Hi there,
I’ve been struggling to recreate some very basic responses with answering questions about images. My main goal is to feed a model an architectural drawing and get it to make assessments. Here’s a reproducible example of what I’m experiencing:
from transformers import BlipProcessor, BlipForConditionalGeneration
import requests
from PIL import Image
model_name = "Salesforce/blip-vqa-base"
device = torch.device("mps") if torch.backends.mps.is_available() else torch.device("cpu")
model.to(device)
# Preprocess the image
url = 'https://storage.googleapis.com/sfr-vision-language-research/LAVIS/assets/merlion.png'
image = Image.open(requests.get(url, stream=True).raw).convert('RGB')
question="What is this?"
inputs = processor(image, question, return_tensors="pt")

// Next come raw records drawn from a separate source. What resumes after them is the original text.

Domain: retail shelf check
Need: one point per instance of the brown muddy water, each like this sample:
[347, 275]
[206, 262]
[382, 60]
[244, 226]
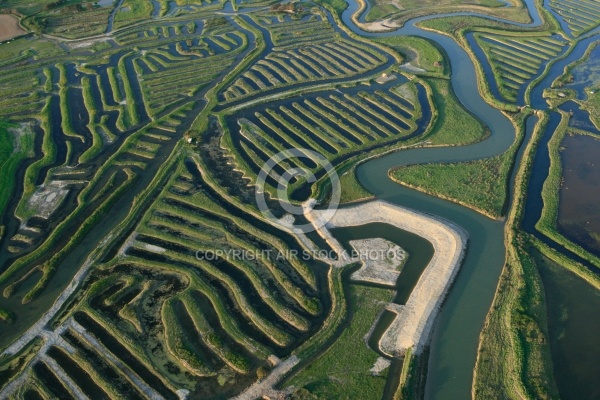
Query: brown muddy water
[579, 210]
[573, 311]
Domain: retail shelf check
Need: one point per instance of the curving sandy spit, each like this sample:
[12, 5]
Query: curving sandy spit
[414, 322]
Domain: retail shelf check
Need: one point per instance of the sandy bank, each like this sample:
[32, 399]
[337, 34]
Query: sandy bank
[412, 327]
[9, 27]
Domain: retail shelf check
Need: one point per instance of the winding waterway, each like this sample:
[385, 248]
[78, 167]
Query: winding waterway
[455, 338]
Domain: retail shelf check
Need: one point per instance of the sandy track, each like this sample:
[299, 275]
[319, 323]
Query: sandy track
[266, 386]
[9, 27]
[414, 322]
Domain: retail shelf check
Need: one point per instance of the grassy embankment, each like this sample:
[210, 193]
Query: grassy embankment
[451, 125]
[513, 357]
[344, 367]
[480, 184]
[458, 26]
[548, 223]
[138, 10]
[412, 9]
[16, 145]
[420, 52]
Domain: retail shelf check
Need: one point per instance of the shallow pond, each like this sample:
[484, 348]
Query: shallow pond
[573, 308]
[579, 210]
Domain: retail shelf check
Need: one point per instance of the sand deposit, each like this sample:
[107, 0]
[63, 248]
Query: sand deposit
[414, 322]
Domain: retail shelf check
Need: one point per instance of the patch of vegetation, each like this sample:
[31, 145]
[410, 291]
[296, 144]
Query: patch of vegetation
[16, 145]
[343, 370]
[454, 125]
[480, 184]
[133, 11]
[405, 10]
[420, 52]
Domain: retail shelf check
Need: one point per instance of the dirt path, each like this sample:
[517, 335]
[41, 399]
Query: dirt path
[266, 386]
[9, 27]
[414, 322]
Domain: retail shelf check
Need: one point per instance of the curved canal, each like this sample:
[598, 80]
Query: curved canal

# Ensure that inputs are on the same device as the model
inputs = {k: v.to(device) for k, v in inputs.items()}
# Generate an answer
with torch.no_grad():
output = model.generate(**inputs) #max_length=200)
# Decode the answer
answer = processor.decode(output[0], skip_special_tokens=False)
I get back `answer=“What is this?” i.e. the model has not added anything.
I’ve tried different images, I’ve tried different models. I’m using a Mac, M2 arm64, python 3.9, transformers=4.37.2. My first thought was that it was related to my mac architecture.